Misao obviously felt someone watching her, because after a while she frowned and glanced around. Catching sight of him looking down at the two of them impassively, she called, "'Morning, Shinomori-san!"
He couldn't remember the last time he had had a shouted conversation from his second floor window. "Good morning, Misao-san," he said calmly, not raising his voice too much.
"Isn't it great weather today?" she said happily, as the other girl – Kaoru, he thought her name was – slunk off, looking uncomfortable. "I think autumn's coming, ne, Shinomori-san?"
He hadn't really noticed the weather, but now that he thought about it, it was indeed a lovely day. The air was cool but not biting, and the sun warm but not glaring. The leaves had just begun to change colour, lending a sophisticated beauty to the atmosphere that was rarely to be seen in other seasons. "Yes," he said.
"I haven't seen you for a while," she continued, digging the prongs of her rake into the ground and leaning on the staff. "Were you busy?"
He wondered if he could possibly be more eloquent before saying, "Yes." She didn't look put off, though. She simply went on with her good-natured questions.

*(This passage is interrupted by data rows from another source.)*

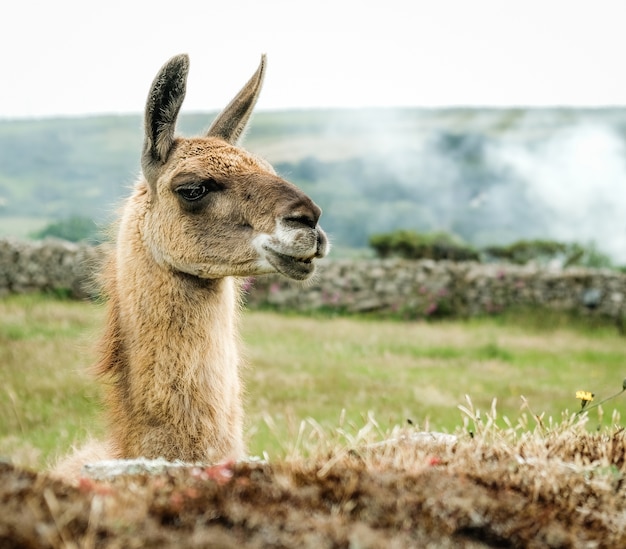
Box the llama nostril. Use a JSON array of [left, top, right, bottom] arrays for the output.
[[284, 214, 317, 229]]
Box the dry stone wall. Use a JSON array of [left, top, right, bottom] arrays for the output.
[[0, 239, 626, 320], [245, 259, 626, 319], [0, 239, 103, 298]]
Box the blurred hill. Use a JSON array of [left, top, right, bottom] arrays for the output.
[[0, 108, 626, 263]]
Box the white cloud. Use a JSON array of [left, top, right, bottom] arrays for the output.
[[0, 0, 626, 117]]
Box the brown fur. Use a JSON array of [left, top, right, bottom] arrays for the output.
[[54, 56, 328, 478]]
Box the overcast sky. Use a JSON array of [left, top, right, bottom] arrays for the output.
[[0, 0, 626, 118]]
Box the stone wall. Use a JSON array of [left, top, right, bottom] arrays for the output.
[[0, 239, 103, 298], [245, 259, 626, 319], [0, 239, 626, 319]]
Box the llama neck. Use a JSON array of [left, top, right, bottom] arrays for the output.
[[98, 191, 242, 461]]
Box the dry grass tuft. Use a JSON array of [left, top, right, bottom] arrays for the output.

"You're always working, aren't you? Do you ever come outside? I mean, I don't understand how you can possibly stay in on a day like this." She took the rake in one hand and spun around, arms spread out wide. "I couldn't!"
He breathed in deeply, wondering exactly how he was supposed to reply to that without sharing some sort of information. Strange that when all he wanted to do was contribute to the conversation, he quailed at the opportunity to do so. Coldly, he said, "I take a walk in the mornings, usually."
Her face brightened instantly. "You do? That's great! Then you're not missing the weather after all! I hear it's going to get terrible very soon – winter will be all dry and cold and dead. They say that snow isn't nice here, not really." She paused for a second, then asked curiously, "Do you like snow, Shinomori-san?"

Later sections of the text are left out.